Model
Keystone KSTAD354G
Rank #325 means 324 of the 519 dehumidifier models we track cost less to run each year; the 49th efficiency percentile means it uses less energy for its size than 49% of those models.
What does the Keystone KSTAD354G cost to run per year?
Among the 519 dehumidifier models we track, the Keystone KSTAD354G's $72/yr running cost ranks it #325, in the above-average-cost group. Efficiency-wise, once size is accounted for, it sits right around the class median, ahead of 49% of the models we track. The IEF figure of 2.01 on this model captures integrated energy factor, the main efficiency lever ENERGY STAR tracks for this class.
Immediately around it on the leaderboard, the Black+Decker BDM36WCDA at $71/yr runs a little cheaper and the Amazon Basics B0GR2L3R49 at $72/yr runs a little more, a sense of how tightly models are packed at this point in the ranking. A dehumidifier typically stays in service for somewhere around 8 years; over that span, the Keystone KSTAD354G's $72/yr adds up to roughly $576 in electricity alone, before purchase price or repairs.
Also sold as: Amazon Basics B0GR2L3R49.
By the numbers
The Keystone KSTAD354G normalized against its whole class, so each figure means something.
What it costs you over time
Running cost is an every-year number, so it compounds. At $72/yr, here is what the Keystone KSTAD354G adds up to before purchase price, water, or repairs enter the math.
Left running for a decade at today's US average rate, the Keystone KSTAD354G costs about $720. That is roughly $80 more than the class median, which would run closer to $640 over the same ten years.
How the Keystone KSTAD354G compares
The dehumidifier class we track runs from $19 to $521 a year. At $72/yr, it runs about $8 a year above the class median of $64, and it is about $53 a year more than the cheapest dehumidifier to run at $19.
What drives its running cost
At 36.71 pints/day, the Keystone KSTAD354G is a mid-size dehumidifier for its class, which spans 1.91 to 172.13 pints/day with a median of 32.46 pints/day, right in the middle of the capacity range, so capacity is roughly a wash compared with the rest of the class. Beyond size, its IEF of 2.01, above the class median of 2.01, is the class's own efficiency yardstick, integrated energy factor, and it is what separates two similarly sized models with different running costs.
- Integrated Energy Factor (IEF). IEF measures liters of water removed per kilowatt-hour; a higher IEF means less energy per pint of moisture removed for a given capacity.

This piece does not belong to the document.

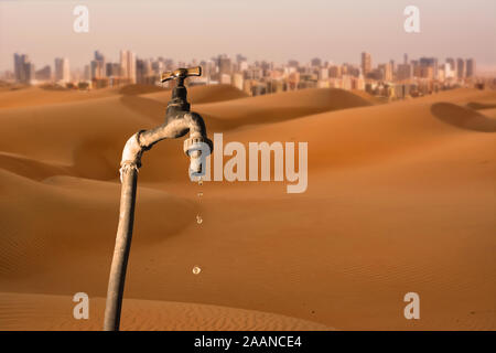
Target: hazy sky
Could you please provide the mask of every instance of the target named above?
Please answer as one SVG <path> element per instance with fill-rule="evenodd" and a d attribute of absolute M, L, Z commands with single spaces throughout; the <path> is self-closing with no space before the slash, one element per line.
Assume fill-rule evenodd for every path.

- Water removal capacity (pints/day). A dehumidifier rated to remove more pints per day is built for a larger space or a more humid room, and generally draws more power to do it.
- Humidistat accuracy. A unit with a more precise humidistat cycles the compressor off once the target humidity is reached, rather than running continuously.
Common questions
Is the Keystone KSTAD354G cheap to run?
Its $72/yr running cost, rank #325 of 519, is above what most dehumidifier models we track cost to run, so this is not one of the cheaper picks on electricity alone.
How much does the Keystone KSTAD354G cost per month?
About $6 a month, which is the $72 annual estimate spread across twelve months at the US average rate of $0.1856/kWh. Your own bill scales with your local electricity rate and how heavily you use it.
How is this running-cost figure calculated?
The formula is annual kWh times price per kWh: 388 kWh from ENERGY STAR times the US average of $0.1856/kWh comes to about $72 a year. It covers electricity only, not the purchase price, water, or installation.
How efficient is the Keystone KSTAD354G for its size?
49th percentile once size is factored in. That means its size-adjusted efficiency is not the main reason for the running-cost figure above; its capacity plays a large role too.
Cheaper to run in the same class
Source
ES_1055302_KSTAD354G_102820250309995_2475462View certified dehumidifier listingsENERGY STAR data as of July 2026Keystone and KSTAD354G are used here for identification only and are not endorsements. Figures are computed by WattWise Labs from public ENERGY STAR data, not measured in our own lab.